The Reframe as a Means of Stress Relief


I worked eleven days straight doing cat jobs, finished on Saturday, then had a full Sunday. We've had slow mornings the four days since, and I am grateful for this. Our afternoons speed things up, and I feel like getting dinner on the table is at somewhat of an internal fever pitch for me. I'm trying to reframe things so I don't feel so much stress about it - I mean, no one in the family seems to care how quickly I get dinner on the table but me, so it's not anyone else's issue.

As my business grows, I am trying to figure out many small sources of stress that I can eliminate or at least reframe, in order to keep most of my energy free for my paying job and my parenting job. And let's face it - when one is a parent, a lot of sources of stress just need to be reframed. For instance, I am not going to reject all invitations to outdoor parties because they're too stressful for me. We'd be declining a lot of invitations to parties if we did so, because it seems that I am one of the few people who is not keen on a party in the park.

But seriously: I am not keen on parties in the park. Is that weird? I don't know. I think it's either weird of me, or other people are lying about how much they like these types of parties. I do like the part where E runs wild with a bunch of other kids, because it makes her extremely happy and also helps her fall asleep quickly that night. I like the part where our friends are happy we've come to celebrate with them. But other than that? Meh. No thanks. If I attend a party, what I really want is a comfortable seat, a plate of food, possibly a beverage, and not to have to awkwardly hover nearby and decide whether or not to introduce myself to someone who is also awkwardly hovering. In parks, there is a lot more space to awkwardly hover. It pains me.

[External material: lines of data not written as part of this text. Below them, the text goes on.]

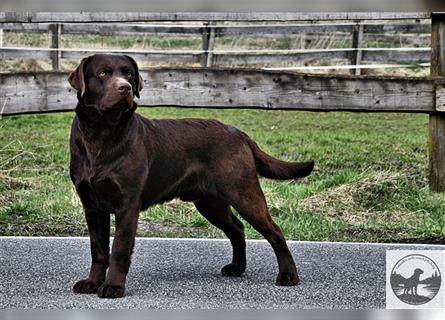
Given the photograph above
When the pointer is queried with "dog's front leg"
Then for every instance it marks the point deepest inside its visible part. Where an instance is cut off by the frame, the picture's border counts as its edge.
(99, 230)
(126, 225)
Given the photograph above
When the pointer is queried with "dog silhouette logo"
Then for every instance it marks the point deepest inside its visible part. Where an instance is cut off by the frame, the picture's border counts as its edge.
(415, 279)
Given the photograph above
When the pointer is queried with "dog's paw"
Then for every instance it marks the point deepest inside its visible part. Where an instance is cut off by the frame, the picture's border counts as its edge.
(111, 291)
(86, 286)
(233, 270)
(289, 278)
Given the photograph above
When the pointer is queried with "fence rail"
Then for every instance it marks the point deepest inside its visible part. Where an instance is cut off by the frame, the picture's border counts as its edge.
(232, 88)
(60, 17)
(210, 31)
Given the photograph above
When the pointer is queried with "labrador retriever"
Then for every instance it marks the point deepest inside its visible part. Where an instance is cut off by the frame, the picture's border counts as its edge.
(123, 163)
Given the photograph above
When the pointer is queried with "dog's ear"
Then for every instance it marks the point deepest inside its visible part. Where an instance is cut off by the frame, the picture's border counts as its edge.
(77, 78)
(137, 77)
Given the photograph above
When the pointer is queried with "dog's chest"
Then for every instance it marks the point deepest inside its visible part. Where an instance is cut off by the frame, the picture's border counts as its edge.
(100, 191)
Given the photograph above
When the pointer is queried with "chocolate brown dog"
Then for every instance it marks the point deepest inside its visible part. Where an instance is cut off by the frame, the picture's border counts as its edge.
(123, 163)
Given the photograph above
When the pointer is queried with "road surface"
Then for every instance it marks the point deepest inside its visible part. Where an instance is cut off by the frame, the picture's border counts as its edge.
(184, 273)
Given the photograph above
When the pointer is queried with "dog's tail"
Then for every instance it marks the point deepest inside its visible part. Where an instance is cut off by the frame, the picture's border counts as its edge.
(272, 168)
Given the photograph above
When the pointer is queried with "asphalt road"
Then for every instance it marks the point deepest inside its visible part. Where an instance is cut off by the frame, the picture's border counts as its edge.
(178, 273)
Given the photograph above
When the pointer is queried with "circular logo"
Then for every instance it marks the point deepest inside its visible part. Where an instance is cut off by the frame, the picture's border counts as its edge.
(415, 279)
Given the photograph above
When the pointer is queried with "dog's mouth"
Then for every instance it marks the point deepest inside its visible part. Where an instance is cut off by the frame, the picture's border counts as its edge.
(125, 102)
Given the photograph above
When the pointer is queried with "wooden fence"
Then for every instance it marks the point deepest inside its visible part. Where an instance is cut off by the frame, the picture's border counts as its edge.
(253, 88)
(355, 26)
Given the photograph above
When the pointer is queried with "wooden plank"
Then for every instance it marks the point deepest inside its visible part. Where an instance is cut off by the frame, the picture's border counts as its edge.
(232, 57)
(264, 58)
(28, 27)
(60, 17)
(25, 53)
(398, 28)
(263, 30)
(158, 56)
(211, 47)
(55, 32)
(357, 44)
(233, 88)
(436, 141)
(396, 54)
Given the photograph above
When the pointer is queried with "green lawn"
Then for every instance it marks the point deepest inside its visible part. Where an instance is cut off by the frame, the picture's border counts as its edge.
(369, 183)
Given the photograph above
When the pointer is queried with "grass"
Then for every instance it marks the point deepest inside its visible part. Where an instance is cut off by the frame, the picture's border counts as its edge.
(369, 184)
(326, 40)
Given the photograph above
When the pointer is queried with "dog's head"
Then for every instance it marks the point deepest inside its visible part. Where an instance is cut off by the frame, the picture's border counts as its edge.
(107, 81)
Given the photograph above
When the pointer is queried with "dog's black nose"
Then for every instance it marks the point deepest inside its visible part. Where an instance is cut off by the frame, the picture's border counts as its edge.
(124, 87)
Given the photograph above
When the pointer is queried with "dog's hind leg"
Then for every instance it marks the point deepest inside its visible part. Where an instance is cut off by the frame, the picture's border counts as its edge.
(248, 199)
(219, 214)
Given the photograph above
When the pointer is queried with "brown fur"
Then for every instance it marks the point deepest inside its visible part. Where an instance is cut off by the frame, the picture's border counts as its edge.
(123, 163)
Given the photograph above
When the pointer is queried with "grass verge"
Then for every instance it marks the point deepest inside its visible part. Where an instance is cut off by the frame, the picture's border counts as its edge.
(369, 183)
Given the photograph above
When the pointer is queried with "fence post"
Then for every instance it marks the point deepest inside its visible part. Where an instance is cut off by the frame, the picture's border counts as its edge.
(436, 143)
(55, 31)
(357, 44)
(208, 43)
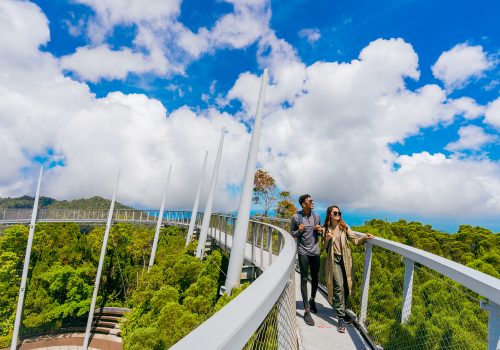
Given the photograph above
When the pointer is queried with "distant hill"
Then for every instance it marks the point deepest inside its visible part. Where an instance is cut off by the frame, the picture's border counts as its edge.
(26, 202)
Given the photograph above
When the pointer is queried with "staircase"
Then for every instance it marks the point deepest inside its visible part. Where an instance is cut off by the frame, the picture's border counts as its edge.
(107, 320)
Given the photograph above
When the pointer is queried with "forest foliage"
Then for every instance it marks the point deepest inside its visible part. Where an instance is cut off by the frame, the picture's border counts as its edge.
(26, 202)
(179, 291)
(444, 314)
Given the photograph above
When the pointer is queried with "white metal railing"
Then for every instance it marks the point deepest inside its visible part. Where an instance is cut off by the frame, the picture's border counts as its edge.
(20, 216)
(233, 326)
(485, 285)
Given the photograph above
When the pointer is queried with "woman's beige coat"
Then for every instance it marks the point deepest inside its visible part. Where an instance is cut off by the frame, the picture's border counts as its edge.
(347, 258)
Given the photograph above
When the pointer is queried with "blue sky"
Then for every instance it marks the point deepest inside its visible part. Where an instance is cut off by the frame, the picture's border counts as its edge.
(390, 109)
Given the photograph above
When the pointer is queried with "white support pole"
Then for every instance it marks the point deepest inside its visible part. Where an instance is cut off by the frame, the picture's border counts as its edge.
(240, 231)
(86, 340)
(366, 282)
(192, 222)
(208, 208)
(158, 223)
(22, 288)
(407, 290)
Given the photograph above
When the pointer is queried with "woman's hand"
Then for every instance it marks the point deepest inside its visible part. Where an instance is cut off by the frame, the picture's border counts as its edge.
(328, 235)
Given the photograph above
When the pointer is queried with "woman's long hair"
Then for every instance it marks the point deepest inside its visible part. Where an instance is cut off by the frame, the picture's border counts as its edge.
(342, 224)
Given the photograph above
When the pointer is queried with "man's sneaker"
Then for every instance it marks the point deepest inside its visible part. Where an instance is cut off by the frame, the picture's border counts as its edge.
(308, 318)
(341, 326)
(347, 318)
(312, 305)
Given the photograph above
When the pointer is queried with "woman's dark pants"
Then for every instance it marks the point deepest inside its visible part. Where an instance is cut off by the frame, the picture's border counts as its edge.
(306, 263)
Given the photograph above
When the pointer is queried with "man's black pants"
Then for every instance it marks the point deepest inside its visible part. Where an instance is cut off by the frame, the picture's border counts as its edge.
(307, 262)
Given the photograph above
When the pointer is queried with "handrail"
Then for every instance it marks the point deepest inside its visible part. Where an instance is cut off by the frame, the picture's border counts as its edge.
(479, 282)
(242, 316)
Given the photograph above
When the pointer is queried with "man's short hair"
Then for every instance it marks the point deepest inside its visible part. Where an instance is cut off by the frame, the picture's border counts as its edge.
(303, 198)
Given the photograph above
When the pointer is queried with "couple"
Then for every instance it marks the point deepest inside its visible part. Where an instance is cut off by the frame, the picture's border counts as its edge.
(306, 228)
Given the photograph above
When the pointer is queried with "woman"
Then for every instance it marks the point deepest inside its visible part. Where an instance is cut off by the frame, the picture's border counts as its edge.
(339, 268)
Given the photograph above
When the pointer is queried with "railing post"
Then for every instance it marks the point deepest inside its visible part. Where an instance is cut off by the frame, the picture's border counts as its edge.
(270, 243)
(22, 288)
(208, 208)
(407, 290)
(261, 230)
(254, 242)
(225, 240)
(240, 232)
(160, 217)
(223, 220)
(366, 282)
(493, 324)
(86, 340)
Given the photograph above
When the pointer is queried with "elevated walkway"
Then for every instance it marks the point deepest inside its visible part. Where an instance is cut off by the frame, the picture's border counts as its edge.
(324, 334)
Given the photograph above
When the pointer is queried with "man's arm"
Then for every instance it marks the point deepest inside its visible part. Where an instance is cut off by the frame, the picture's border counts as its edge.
(294, 227)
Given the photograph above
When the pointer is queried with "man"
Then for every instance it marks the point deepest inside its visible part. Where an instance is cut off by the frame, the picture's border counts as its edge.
(305, 227)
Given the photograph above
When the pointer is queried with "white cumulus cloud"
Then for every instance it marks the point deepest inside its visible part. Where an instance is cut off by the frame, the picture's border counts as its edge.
(311, 34)
(471, 138)
(459, 65)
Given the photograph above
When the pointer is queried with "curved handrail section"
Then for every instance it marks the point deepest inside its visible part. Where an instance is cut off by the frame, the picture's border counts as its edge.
(234, 324)
(479, 282)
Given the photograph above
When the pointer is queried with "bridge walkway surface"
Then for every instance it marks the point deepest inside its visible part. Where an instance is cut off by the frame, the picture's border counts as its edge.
(324, 334)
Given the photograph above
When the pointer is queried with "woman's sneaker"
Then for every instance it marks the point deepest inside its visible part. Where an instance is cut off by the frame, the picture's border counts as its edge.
(312, 305)
(341, 326)
(308, 318)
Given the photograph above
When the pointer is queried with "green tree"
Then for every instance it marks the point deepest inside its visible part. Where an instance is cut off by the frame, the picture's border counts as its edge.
(285, 207)
(264, 190)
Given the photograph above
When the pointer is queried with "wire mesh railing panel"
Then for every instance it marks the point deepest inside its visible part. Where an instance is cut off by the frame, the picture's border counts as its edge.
(279, 329)
(441, 315)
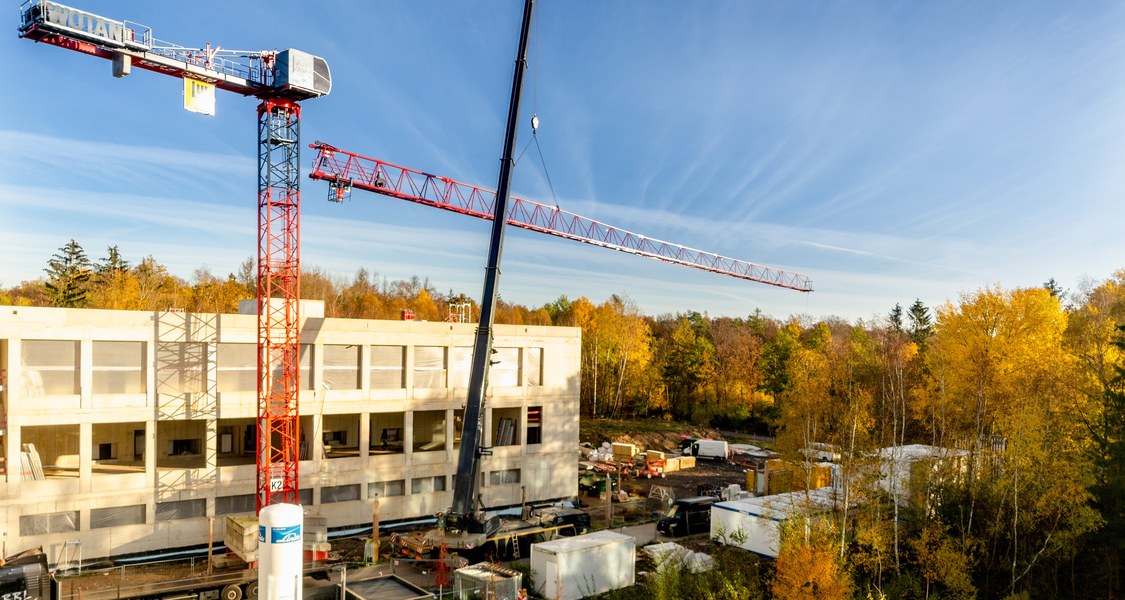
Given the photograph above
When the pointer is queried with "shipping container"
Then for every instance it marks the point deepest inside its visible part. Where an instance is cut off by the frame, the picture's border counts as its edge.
(569, 569)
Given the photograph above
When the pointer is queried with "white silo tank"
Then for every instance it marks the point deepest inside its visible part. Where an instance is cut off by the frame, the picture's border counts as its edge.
(279, 552)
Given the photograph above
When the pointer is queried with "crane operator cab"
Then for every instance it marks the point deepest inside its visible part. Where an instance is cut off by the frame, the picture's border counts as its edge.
(686, 516)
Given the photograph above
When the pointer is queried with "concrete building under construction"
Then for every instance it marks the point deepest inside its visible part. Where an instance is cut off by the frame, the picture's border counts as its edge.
(128, 431)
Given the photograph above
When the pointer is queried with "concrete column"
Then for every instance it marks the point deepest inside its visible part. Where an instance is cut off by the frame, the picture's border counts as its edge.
(210, 439)
(14, 388)
(150, 372)
(408, 436)
(408, 372)
(365, 435)
(15, 465)
(365, 367)
(84, 455)
(450, 433)
(317, 441)
(150, 450)
(86, 373)
(486, 435)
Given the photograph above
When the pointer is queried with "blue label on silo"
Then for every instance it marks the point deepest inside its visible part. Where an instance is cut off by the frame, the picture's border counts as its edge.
(281, 535)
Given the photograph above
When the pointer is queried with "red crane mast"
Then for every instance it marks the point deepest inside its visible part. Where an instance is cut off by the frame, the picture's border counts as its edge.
(344, 170)
(281, 80)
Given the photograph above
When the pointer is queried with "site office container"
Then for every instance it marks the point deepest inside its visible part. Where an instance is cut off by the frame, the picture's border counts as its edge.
(574, 567)
(755, 524)
(686, 516)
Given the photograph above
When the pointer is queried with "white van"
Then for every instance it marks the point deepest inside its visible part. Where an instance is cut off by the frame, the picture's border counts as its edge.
(707, 448)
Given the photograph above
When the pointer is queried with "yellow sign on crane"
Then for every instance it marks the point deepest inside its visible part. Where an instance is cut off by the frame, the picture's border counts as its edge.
(198, 96)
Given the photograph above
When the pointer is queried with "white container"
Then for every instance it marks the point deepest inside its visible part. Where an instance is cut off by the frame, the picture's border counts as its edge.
(710, 449)
(754, 524)
(280, 552)
(574, 567)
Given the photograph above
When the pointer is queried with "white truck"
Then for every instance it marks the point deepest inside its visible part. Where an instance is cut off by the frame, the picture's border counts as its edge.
(705, 448)
(754, 524)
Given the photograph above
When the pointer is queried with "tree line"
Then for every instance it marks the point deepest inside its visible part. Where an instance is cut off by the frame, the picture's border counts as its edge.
(1026, 387)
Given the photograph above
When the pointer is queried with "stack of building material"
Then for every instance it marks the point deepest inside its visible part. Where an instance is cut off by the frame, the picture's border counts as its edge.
(505, 432)
(30, 464)
(241, 537)
(316, 538)
(672, 556)
(486, 580)
(623, 453)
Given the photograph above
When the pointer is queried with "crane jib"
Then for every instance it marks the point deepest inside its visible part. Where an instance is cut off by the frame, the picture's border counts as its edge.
(345, 170)
(72, 21)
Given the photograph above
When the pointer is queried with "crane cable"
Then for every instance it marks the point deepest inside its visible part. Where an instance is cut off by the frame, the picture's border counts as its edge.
(534, 118)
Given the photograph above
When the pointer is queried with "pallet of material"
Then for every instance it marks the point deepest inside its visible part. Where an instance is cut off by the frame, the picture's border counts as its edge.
(623, 451)
(241, 537)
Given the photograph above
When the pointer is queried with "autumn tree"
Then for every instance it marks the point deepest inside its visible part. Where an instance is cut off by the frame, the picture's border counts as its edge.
(738, 402)
(1094, 337)
(69, 276)
(808, 565)
(1004, 372)
(686, 365)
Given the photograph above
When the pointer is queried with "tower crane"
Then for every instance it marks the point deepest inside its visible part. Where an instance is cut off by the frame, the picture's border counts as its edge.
(343, 170)
(280, 80)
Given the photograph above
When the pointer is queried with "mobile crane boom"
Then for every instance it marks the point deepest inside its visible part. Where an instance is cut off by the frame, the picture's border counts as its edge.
(345, 170)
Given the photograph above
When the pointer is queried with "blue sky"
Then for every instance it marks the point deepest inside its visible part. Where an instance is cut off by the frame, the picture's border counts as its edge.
(889, 151)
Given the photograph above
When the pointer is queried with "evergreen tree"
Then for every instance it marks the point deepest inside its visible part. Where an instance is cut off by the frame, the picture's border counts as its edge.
(68, 276)
(1054, 288)
(113, 262)
(921, 323)
(897, 316)
(248, 276)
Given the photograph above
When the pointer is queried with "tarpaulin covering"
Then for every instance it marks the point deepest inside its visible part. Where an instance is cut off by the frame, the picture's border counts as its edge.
(387, 364)
(237, 367)
(118, 367)
(181, 509)
(429, 366)
(339, 493)
(52, 522)
(505, 369)
(460, 364)
(50, 367)
(341, 367)
(116, 516)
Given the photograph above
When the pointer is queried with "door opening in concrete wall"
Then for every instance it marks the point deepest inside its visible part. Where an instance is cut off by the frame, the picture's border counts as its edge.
(387, 432)
(116, 447)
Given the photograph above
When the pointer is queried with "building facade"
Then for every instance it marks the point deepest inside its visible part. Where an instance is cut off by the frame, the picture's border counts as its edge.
(129, 431)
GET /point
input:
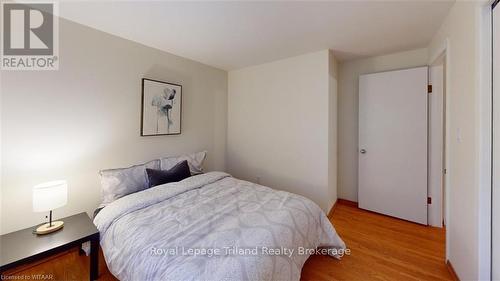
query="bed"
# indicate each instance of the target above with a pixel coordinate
(213, 227)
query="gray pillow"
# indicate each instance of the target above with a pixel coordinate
(116, 183)
(195, 162)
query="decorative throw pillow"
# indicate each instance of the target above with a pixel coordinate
(116, 183)
(177, 173)
(195, 162)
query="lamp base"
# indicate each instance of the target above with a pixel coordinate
(46, 228)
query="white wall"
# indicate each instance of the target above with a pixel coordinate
(348, 111)
(461, 30)
(333, 127)
(278, 125)
(86, 116)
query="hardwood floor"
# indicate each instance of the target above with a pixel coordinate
(382, 248)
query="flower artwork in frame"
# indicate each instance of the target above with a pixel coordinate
(161, 108)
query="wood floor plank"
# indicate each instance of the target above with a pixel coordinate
(383, 248)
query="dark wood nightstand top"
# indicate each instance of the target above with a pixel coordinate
(25, 246)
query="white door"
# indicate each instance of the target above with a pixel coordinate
(496, 147)
(393, 143)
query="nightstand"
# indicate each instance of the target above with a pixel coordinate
(24, 246)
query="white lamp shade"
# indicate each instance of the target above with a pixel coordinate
(49, 196)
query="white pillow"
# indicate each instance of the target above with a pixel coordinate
(116, 183)
(195, 162)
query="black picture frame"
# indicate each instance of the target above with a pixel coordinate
(145, 112)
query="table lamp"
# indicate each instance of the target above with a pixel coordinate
(47, 197)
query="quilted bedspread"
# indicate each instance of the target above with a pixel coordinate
(213, 227)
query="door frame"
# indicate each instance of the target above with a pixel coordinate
(443, 52)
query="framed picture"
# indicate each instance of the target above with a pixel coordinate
(161, 108)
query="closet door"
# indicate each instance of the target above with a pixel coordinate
(393, 143)
(496, 147)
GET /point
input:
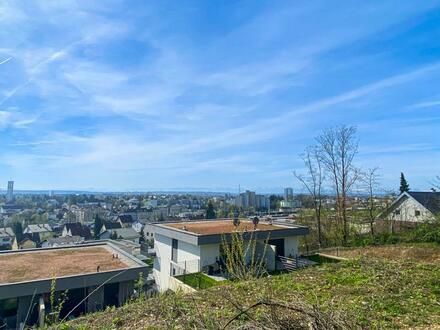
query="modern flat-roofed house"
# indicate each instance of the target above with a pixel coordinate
(96, 275)
(413, 207)
(6, 238)
(195, 246)
(27, 241)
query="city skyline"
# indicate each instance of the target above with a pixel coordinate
(203, 96)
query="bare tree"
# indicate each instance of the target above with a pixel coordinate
(436, 183)
(312, 182)
(338, 148)
(371, 180)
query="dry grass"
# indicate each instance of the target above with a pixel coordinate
(27, 266)
(221, 227)
(359, 294)
(414, 252)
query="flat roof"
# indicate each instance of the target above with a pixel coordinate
(213, 231)
(216, 227)
(38, 264)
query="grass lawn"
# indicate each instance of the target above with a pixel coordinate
(368, 292)
(197, 280)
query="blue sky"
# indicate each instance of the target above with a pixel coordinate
(206, 95)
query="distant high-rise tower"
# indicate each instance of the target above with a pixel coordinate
(10, 194)
(288, 194)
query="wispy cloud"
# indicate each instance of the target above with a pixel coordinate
(149, 96)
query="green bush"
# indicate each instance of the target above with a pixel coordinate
(197, 280)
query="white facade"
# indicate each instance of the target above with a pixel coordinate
(195, 258)
(406, 208)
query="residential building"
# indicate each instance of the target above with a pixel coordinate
(93, 277)
(28, 241)
(108, 225)
(6, 238)
(249, 199)
(126, 220)
(9, 209)
(10, 193)
(288, 194)
(76, 229)
(290, 204)
(137, 226)
(128, 234)
(62, 241)
(189, 247)
(413, 206)
(43, 231)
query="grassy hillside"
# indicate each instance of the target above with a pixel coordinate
(364, 293)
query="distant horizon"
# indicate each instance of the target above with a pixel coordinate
(202, 95)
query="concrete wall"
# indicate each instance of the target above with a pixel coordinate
(208, 254)
(161, 270)
(291, 246)
(176, 285)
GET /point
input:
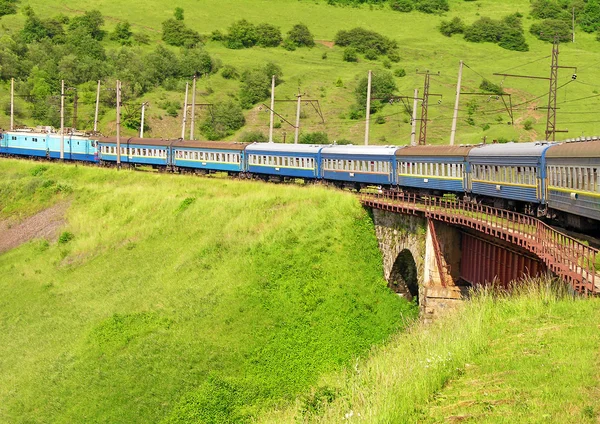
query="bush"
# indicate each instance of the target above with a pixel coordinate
(402, 5)
(364, 41)
(350, 55)
(382, 87)
(300, 36)
(455, 26)
(432, 6)
(268, 35)
(252, 137)
(242, 34)
(490, 87)
(229, 72)
(549, 28)
(547, 9)
(314, 138)
(507, 33)
(175, 33)
(225, 119)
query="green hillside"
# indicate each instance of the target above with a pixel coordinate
(173, 299)
(321, 74)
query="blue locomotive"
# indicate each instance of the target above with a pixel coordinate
(558, 180)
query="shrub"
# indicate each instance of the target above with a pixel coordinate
(268, 35)
(229, 72)
(300, 36)
(432, 6)
(225, 119)
(490, 87)
(364, 41)
(252, 137)
(548, 9)
(382, 87)
(350, 55)
(549, 28)
(314, 138)
(455, 26)
(402, 5)
(242, 34)
(175, 33)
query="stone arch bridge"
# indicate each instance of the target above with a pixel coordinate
(435, 249)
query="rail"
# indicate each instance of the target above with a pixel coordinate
(567, 257)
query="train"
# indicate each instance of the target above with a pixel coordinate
(555, 180)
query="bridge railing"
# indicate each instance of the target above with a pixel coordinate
(569, 258)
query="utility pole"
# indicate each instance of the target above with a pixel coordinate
(413, 131)
(142, 124)
(573, 25)
(551, 117)
(187, 84)
(272, 107)
(299, 96)
(456, 102)
(368, 117)
(62, 120)
(97, 104)
(75, 110)
(118, 124)
(12, 104)
(193, 108)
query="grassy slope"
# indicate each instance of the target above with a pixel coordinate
(530, 358)
(249, 291)
(421, 47)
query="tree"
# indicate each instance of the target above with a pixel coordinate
(225, 119)
(383, 87)
(300, 36)
(91, 22)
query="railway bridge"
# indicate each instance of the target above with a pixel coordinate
(435, 248)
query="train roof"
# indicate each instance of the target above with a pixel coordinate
(222, 145)
(137, 141)
(350, 149)
(510, 149)
(434, 151)
(290, 148)
(579, 149)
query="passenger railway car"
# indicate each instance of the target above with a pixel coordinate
(140, 151)
(47, 144)
(207, 156)
(574, 181)
(509, 173)
(359, 165)
(437, 168)
(284, 160)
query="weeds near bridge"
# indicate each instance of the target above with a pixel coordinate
(506, 356)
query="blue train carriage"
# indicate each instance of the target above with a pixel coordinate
(25, 142)
(573, 191)
(359, 166)
(510, 175)
(284, 161)
(208, 156)
(437, 169)
(135, 151)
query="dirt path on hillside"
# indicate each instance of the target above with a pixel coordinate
(44, 224)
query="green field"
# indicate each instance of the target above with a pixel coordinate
(177, 298)
(422, 47)
(527, 358)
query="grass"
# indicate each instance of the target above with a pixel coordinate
(166, 290)
(528, 357)
(422, 47)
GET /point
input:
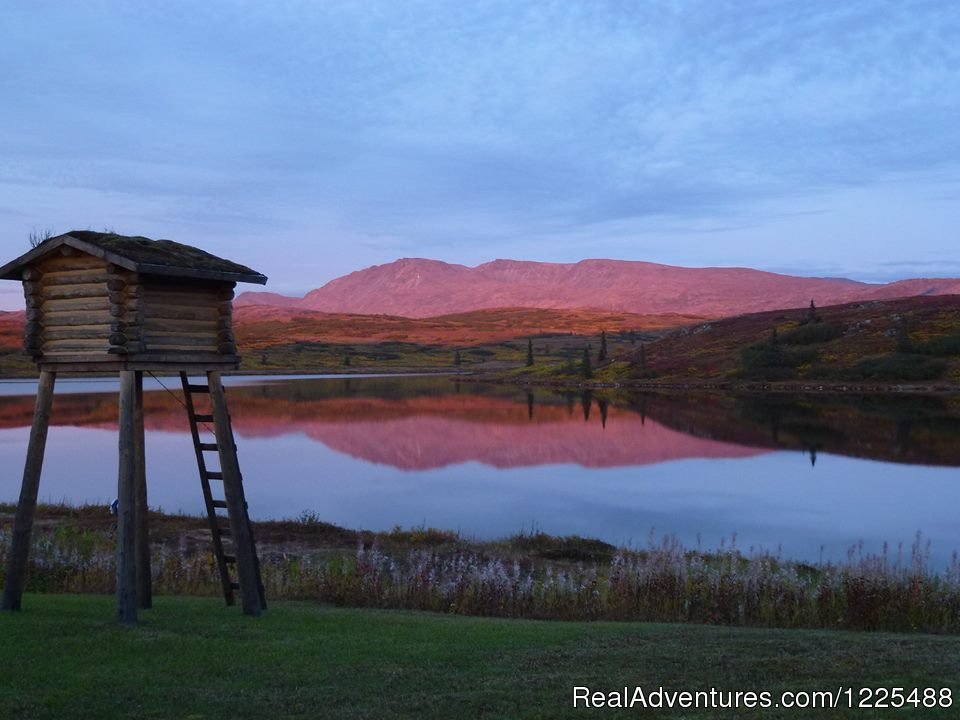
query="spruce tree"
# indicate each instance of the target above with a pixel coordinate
(586, 368)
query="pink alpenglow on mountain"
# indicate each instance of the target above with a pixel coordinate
(420, 288)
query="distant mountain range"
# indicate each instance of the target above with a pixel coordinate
(419, 288)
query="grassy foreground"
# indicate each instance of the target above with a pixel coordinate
(193, 658)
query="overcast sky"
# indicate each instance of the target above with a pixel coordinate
(310, 139)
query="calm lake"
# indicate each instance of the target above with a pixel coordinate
(814, 475)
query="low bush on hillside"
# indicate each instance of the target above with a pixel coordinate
(812, 333)
(940, 347)
(664, 582)
(770, 360)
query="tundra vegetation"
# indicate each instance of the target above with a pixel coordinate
(530, 575)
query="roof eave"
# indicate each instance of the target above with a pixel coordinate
(12, 270)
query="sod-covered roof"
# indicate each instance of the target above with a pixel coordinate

But I've got a plan for reframing this and for making it more comfortable for myself in the future. First of all, I need to plan ahead. I ended up taking E to a party in a park on Sunday, and it was all very last minute. I had originally left the decision up to J, who is not as much of a planner as I am, and he was being his usual laid back self and hadn't let me know he'd decided when suddenly, friends were offering to take E with them in their car, and they needed to leave ASAP. Because J was sorting the bookstall after liturgy, I was the one who ended up in the room where it happened, and I ended up making the final decision without a lot of time to think it over or discuss with J. Thus felt that I should be the one to commit to go to the party with E, since J didn't end up having the final say.

At that point, any or all of us could've shown up later, but J and Z decided not to go. On the way home (home! my favorite!) they also stopped at Starbucks (alas, for a peppermint mocha to ease my party struggles!), and it felt like a giant insult. I'm not keen on feeling resentment toward my husband or kid(s), so I know that in the future, I can't leave things to the last minute.

Second, I am adjusting my view to embracing these types of activities as taking one for the team. Or for multiple teams. Family team, friend team, kid team. I do not need to like everything I do, and sometimes it is really nice to do something for someone else. I have had lovely conversations with others at outdoor parties, and sometimes the food has been amazing. Also, there is the aforementioned joy and delight experienced by my youngest child in particular. So it is certainly not all bad, and again, I can take one for the team(s).

Third, I am planning ahead for my comfort. On Sunday, I had absolutely nothing with me. No food, no coffee, no picnic blanket, nothing. I had at least dressed comfortably, knowing that it was a possibility I'd end up at the party. But in the future, I need to put my own snacks in my bag and maybe a bottle of iced coffee. Even if I don't know for sure if we are going, I can put these things in my bag as insurance.

I realize this may seem strange to a lot of you. But I am guessing that a lot of you are also nodding along. (High fives to my fellow planners!) It's ok to be someone who does not go with the flow very easily, and it's also ok to be someone who doesn't like something that a lot of people are really into, like parties in parks. We can learn and grow and adjust. And sometimes? We can just stay home and let others have their fun.